ZAWALIŁAM.
Ok. 415. Masakra... Przerażające jest to, że od razu rośnie mi brzuch. Jeden słodycz, jedno pozwolenie sobie na coś 'większego' - i brzuch rośnie. I zaczęłam jeść jabłka, które powodują wzdęcia. Jeny, rozstaje się z nimi na długi, długi czas, nienawidzę już ich. Zaraz idę ćwiczyć, mam w dupie opinie rodziców. Szczególnie matki, którą kurwa ajjj loveeeee juu ;******** ta jasne, hahahha, to ona mi dała Lu Go, ona kupiła 2 princesski <3333333 jutro wezme jedna do szkoly i zjem ja specjalnie dla niej ;******* hahahaha, uwielbiam sobie robic z niej takie jaja. Oczywiscie wyrzucę, albo komuś oddam. Mam nadzieję tylko, że jej nie zjem. Ahhh i chciala mi dac zapiekaneczke oczywiscie jeszcze, ah i czekoladke i powiedziała, że moge byc zla ale ona kupila czekolade a ja smacznego, a ona cos pieprzy do mnie, a ja smacznego, a ona dalej cos gada, a ja smacznego mozesz sobie iść. I poszła. Na szczęście.

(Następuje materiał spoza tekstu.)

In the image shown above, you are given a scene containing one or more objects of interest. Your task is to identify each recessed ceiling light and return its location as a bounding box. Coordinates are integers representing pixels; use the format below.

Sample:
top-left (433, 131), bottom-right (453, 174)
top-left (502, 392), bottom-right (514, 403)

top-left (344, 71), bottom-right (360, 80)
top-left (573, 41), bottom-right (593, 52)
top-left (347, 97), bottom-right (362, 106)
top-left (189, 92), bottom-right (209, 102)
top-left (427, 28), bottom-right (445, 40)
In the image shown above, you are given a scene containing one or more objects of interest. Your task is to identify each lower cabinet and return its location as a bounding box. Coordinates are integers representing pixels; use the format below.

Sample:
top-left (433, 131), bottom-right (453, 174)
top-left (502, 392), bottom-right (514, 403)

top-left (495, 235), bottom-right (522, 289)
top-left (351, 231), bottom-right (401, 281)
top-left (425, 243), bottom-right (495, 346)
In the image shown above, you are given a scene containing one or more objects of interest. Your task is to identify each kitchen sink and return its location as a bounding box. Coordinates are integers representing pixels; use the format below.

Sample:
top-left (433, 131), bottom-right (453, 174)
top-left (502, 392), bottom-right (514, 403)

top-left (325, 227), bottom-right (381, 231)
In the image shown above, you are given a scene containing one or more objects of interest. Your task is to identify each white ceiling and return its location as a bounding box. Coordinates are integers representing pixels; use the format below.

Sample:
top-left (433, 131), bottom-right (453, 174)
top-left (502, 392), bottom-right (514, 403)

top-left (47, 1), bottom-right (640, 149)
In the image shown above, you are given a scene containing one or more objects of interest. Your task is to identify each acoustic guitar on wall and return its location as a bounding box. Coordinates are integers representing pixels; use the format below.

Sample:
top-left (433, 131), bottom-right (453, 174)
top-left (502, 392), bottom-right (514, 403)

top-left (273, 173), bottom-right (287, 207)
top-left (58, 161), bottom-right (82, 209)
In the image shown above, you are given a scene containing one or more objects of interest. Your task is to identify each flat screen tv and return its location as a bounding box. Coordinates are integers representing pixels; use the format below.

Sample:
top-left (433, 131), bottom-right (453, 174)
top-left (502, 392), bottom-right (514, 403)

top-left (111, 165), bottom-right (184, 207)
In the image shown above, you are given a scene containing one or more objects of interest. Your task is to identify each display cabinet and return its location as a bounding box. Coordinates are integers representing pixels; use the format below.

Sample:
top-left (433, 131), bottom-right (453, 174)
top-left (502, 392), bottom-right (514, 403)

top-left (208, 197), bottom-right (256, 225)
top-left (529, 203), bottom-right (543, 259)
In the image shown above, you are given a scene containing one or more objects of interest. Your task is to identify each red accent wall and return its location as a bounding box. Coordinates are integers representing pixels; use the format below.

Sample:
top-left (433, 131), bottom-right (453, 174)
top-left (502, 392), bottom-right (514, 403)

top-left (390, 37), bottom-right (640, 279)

WYMIOTOWAĆ MI SIĘ CHCE JAK JĄ WIDZĘ
ulżyło mi.
płatki z mlekiem [ok.80]
jabłko [ok.60]
zupa [ok.40]
mandarynka [12]
LU GO ;/////////////// [220]
razem: ok 415.
Aha, i będzie Activia. Chyba, że kompletnie zawalę i zjem niedozwolone mi rzeczy... oby nie?